One Saturday they suggested I visit him, and I accepted, all right, I’ll make a little sacrifice, but looking up I said, God, I know what you’re playing at, I’ll go see him and then you’ll take him away, right? As I walked into his room, I looked him in the eyes and something very strange happened. It was the first time I’d looked at him in that way, and what I saw changed my life. How to explain it? I realized that there was no God and that nobody had sent him to put me to the test; he was simply a little person who was terribly alone and fragile and who seemed to be saying: here is the other half of your soul. I heard that in his eyes, and there was more, a kind of path, or a world; in those days I hadn’t yet read Rimbaud, but later I understood: “In the dawn, armed with an ardent patience, we will enter splendid cities.” These were the words of the path I thought we had to take, he and I, alone, because deep down what there was in his silent eyes was a voice, the voice of a ghost that seemed to whisper: you too are here, we contain the same breath, my soul and yours are united, don’t break it, so I reached out my hand and touched him, understanding profoundly who he was, and immediately, for the first and only time in my life, I felt love, a cataclysm that almost buried me, a storm that took my breath away, something so big that from that moment it filled my life and I could never again love anybody else, not even today, only my son who is also called Manuel because they are both made of the same matter: the flesh and the bones and the blood and the look of that love.
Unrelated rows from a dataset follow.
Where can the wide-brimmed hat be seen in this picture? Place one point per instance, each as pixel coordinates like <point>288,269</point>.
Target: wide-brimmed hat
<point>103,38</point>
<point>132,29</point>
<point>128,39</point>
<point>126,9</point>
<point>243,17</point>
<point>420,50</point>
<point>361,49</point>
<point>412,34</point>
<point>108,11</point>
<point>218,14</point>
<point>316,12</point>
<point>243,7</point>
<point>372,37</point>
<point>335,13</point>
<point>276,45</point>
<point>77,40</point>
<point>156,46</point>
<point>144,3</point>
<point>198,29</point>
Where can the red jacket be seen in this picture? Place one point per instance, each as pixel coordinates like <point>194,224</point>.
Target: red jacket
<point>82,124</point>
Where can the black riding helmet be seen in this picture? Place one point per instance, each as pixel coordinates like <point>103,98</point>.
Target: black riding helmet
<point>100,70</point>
It wasn’t necessary to speak. We didn’t say anything to each other, we were very young! But we knew that we were together: we had recognized each other. That was why I devoted myself to protecting him. He was my younger brother. I protected him as much as I could from the wickedness of that city, and from that cruel thing known as childhood. I also tried to protect him from the family. I don’t know if I succeeded. And later, as he grew, I became aware of his unusual intelligence. His opinions about life and the world, and later about art, were exceptional. Everything in him was like that: brilliant, enigmatic, superhuman. Inside him something was growing that was beautiful and I was there to look after it, like a lighted ember you have to cradle in your hands to turn it into a fire. That gave us strength. Sometimes two cowards together can produce courage. That was the case with us.
When I turned fifteen I felt that I had to find a way to escape. One day we saw the movie Papillon, with Steve McQueen and Dustin Hoffman, and we told each other this was how it had to be for us, to get away from a prison island by taking advantage of the tides, to keep trying until we escaped, it was that or death, to leave our sad house, that middle-class neighborhood with its social pretentions, that sad, hated city. Our prison island. We had to jump when the tide was high, like in Papillon.